La qualification des pièces, un challenge clé
L'un des principaux freins est lié à la qualification et la certification des pièces produites par fabrication additive. La question de la fiabilité et de la reproductibilité des procédés inquiète encore de nombreux industriels. Comme le souligne Philippe Bello, président de Platinium 3D :
Comme pour toute innovation, la question de la fiabilité des procédés et des pièces ainsi que de la responsabilité en cas de problèmes se pose. Pour renforcer la confiance des marchés et des clients, il est bon de pouvoir se reposer sur des normes qualité.

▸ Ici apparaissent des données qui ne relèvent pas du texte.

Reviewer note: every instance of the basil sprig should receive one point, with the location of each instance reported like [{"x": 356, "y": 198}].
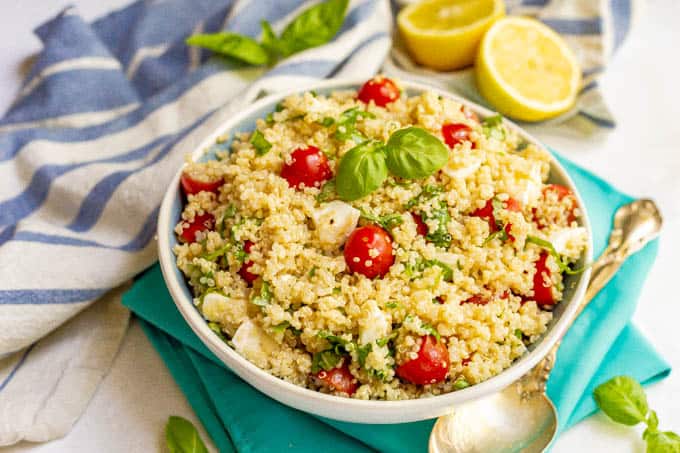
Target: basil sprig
[
  {"x": 181, "y": 436},
  {"x": 411, "y": 153},
  {"x": 313, "y": 27},
  {"x": 361, "y": 171},
  {"x": 414, "y": 153},
  {"x": 624, "y": 401}
]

– Philippe Bello, Platinium 3D
Le manque de normalisation est ainsi identifié comme l'un des principaux verrous à lever pour sécuriser les industriels et accélérer l'adoption de la fabrication additive.
Monter en compétences sur la conception 3D
Un autre obstacle majeur se situe au niveau des bureaux d'études. Pour tirer pleinement parti des possibilités offertes par la fabrication additive, il est essentiel que les concepteurs intègrent les spécificités du procédé dès les premières phases de conception numérique. Comme l'explique Cyril Maurin, responsable innovation chez Naval Group :
Jusqu'à présent, nous refaisions des pièces telles qu'elles étaient conçues pour la fonderie. Maintenant, nous commençons à passer à l'étape d'après où le BET conçoit des pièces spécialement dédiées à la fabrication additive. C'est une étape très importante, la vraie valeur ajoutée de la fabrication additive.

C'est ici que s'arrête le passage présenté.